# Thank you MrExcel.com!



## Andrew Fergus (Mar 15, 2006)

I know this subject has been raised plenty of times but I just wanted to say a huge THANK YOU to MrExcel.com.  Why?

I decided some time ago I wanted a career change into IT (particularly software development etc.) and in my own time I have focused on learning new skills with Access and taught myself VBA, VB and Python.  These aren't the newest technologies I know but once you have worked with languages such as COBOL, these sorts of languages / applications are easy to learn and the concepts are transferrable to any language.  However, without any formal qualifications in these areas, I needed some credibility in order to be taken seriously.  Hence my involvement in MrExcel.com and my focus within the Access forum (and in any case I can't keep up with Excel gurus and I don't understand most of the Excel questions!).

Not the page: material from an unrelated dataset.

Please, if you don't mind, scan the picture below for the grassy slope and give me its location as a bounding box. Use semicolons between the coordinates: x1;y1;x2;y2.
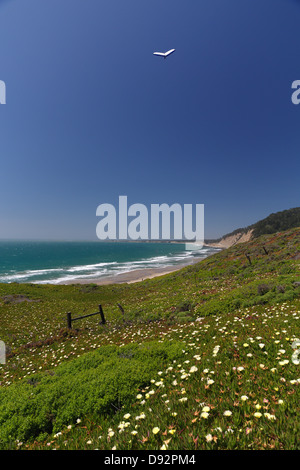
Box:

I used my contributions on this site as a reference and today it paid off with a new contract.  So thank you MrExcel!  I may not be posting so much in future due to work commitments but I won't be far away.....

Andrew


P.S. This is still my favourite forum!


----------



## PaddyD (Mar 15, 2006)

Cool  & kudos on innovative use of the forum in the reference


----------



## SydneyGeek (Mar 15, 2006)

Hey Andrew, 

Congratulations! Hope the contract turns into something really good (I'm well into the third year of an 8-week contract at the moment)

See you around

Denis


----------



## Andrew Fergus (Mar 16, 2006)

Thanks guys.

After making 1,500+ posts in the Access forum, I figured that had to be worth something and I guess so did my client.  The employment consultants seem to love the concept of helping others on an international forum - so I recommend others should also use this as a reference site too!  A word of caution : make sure you have your photo as your avatar to provide some proof that it is you (yet another reason to join Erik's DRAFT).

Here's hoping my 3 month contract extends like your Denis - although I'm not so sure about the 3 years part.....I will have to wait and see.

Andrew


----------